BANGKOK, 26 May 2015 – Plans and recommendations were under discussion today in Bangkok to better develop a strategy to allow Thai Halal food products to better penetrate the world market. The discussions took place at the Muslim World Policies Conference 2015, held on the topic: Muslim World Connectivity: Myths and Facts.

Prof. Dr. Isra Santisart, Director of the Center for Muslim World Policies, revealed that Thailand’s Halal food market share exists, but satisfaction with its size is muted, when compared to the growth of other Halal food exporting countries like Malaysia and Indonesia. Thailand’s market share in the Muslim world of Arab, Africa and Asia has in fact been shrinking over the past 12 years.

Dr. Isra revealed facts and figures at the conference that showed Halal products have not been much supported here in Thailand and the growth of the Thai Halal food export market in the world was due to the increasing number of Muslim citizens at 2% year-on-year. Despite quality Thai food production, Thai Halal products are not able to compete successfully on the world market. The main reason is that Thailand and a majority of the manufacturers of Halal food within the country are not Muslim.

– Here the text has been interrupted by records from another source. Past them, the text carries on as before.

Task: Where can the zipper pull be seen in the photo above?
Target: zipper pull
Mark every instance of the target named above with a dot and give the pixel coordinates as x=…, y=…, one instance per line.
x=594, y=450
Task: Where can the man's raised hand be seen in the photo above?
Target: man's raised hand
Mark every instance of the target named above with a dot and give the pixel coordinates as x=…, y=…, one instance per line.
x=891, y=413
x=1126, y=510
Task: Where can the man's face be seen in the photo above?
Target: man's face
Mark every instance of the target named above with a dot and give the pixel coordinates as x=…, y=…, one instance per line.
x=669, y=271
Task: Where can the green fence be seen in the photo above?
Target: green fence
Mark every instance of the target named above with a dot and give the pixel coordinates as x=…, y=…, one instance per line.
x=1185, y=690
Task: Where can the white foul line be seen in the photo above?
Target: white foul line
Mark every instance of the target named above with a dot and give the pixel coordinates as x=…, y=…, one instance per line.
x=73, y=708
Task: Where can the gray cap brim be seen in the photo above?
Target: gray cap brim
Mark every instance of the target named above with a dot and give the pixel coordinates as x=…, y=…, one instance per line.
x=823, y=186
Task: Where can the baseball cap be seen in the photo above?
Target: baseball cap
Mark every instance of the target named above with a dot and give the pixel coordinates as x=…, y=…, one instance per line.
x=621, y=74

Questions could therefore be raised as to the extent of the knowledge of proper Halal food production.

In order to build confidence in Thai Halal food products, the Thai government needs to make Halal food processing regulations very strict, unlike today.

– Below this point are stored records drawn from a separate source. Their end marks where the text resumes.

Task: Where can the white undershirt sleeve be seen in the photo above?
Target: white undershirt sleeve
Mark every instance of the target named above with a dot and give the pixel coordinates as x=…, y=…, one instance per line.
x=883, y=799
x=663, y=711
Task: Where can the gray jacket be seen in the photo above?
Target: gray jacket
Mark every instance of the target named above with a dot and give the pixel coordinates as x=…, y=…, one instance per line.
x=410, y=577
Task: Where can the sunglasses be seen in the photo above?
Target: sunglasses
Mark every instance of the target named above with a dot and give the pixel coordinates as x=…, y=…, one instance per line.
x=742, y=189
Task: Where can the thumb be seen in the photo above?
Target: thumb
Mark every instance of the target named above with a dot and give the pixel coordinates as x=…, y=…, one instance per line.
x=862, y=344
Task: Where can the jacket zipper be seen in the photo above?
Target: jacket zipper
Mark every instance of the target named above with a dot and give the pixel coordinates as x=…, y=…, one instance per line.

“Any restaurant, any hotels in Thailand who show the Halal certificate have to be certified first but during this time many Halal restaurant, many Hotels that are non-Muslim still use the Halal logo on their own” Dr. Isra stresses that by simply using the logo without being officially certified, once the Muslim

customers realized that the restaurant does not correctly process the food by the Halal standard, it creates a negative perception and also lowers the country’s Halal brand trust worthiness.

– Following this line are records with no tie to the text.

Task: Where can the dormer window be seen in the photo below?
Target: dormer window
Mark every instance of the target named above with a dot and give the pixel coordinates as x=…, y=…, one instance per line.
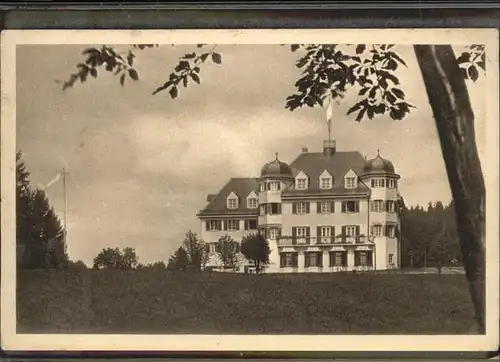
x=301, y=184
x=252, y=203
x=252, y=200
x=350, y=182
x=378, y=182
x=325, y=180
x=232, y=201
x=274, y=185
x=326, y=183
x=391, y=183
x=301, y=181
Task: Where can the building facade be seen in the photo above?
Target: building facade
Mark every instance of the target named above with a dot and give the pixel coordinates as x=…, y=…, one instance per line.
x=327, y=211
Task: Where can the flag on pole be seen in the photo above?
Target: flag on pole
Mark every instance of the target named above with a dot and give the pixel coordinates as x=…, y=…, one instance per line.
x=329, y=114
x=51, y=182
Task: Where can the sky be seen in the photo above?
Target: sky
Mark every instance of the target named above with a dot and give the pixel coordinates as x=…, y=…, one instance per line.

Dr. Isra suggests that the Halal food production should be shifted to the south or even to Malaysia and Indonesia to get access to better trading routes for export to Arabian countries and to Africa, using the ports in Malaysia and Indonesia instead of the Leam Chabang deep sea port will help to save on costs by 30-50%. Using Malaysia and Indonesia as the countries of production, because they are Muslim countries should also help to increase reliability. If production should occur in Thailand, the word Made in Pattani should be use as the Muslim World knows more about Pattani province. Furthermore, Muslim

manufacturers should be supported, while other strategies must be studied to further penetrate the Muslim World market. In the Arab World, they prefer high quality products, and good packaging, while African countries prefer food at a lower price fit for the mass market. It’s hoped these strategies will help Thailand with its exports of Halal food to the Muslim World.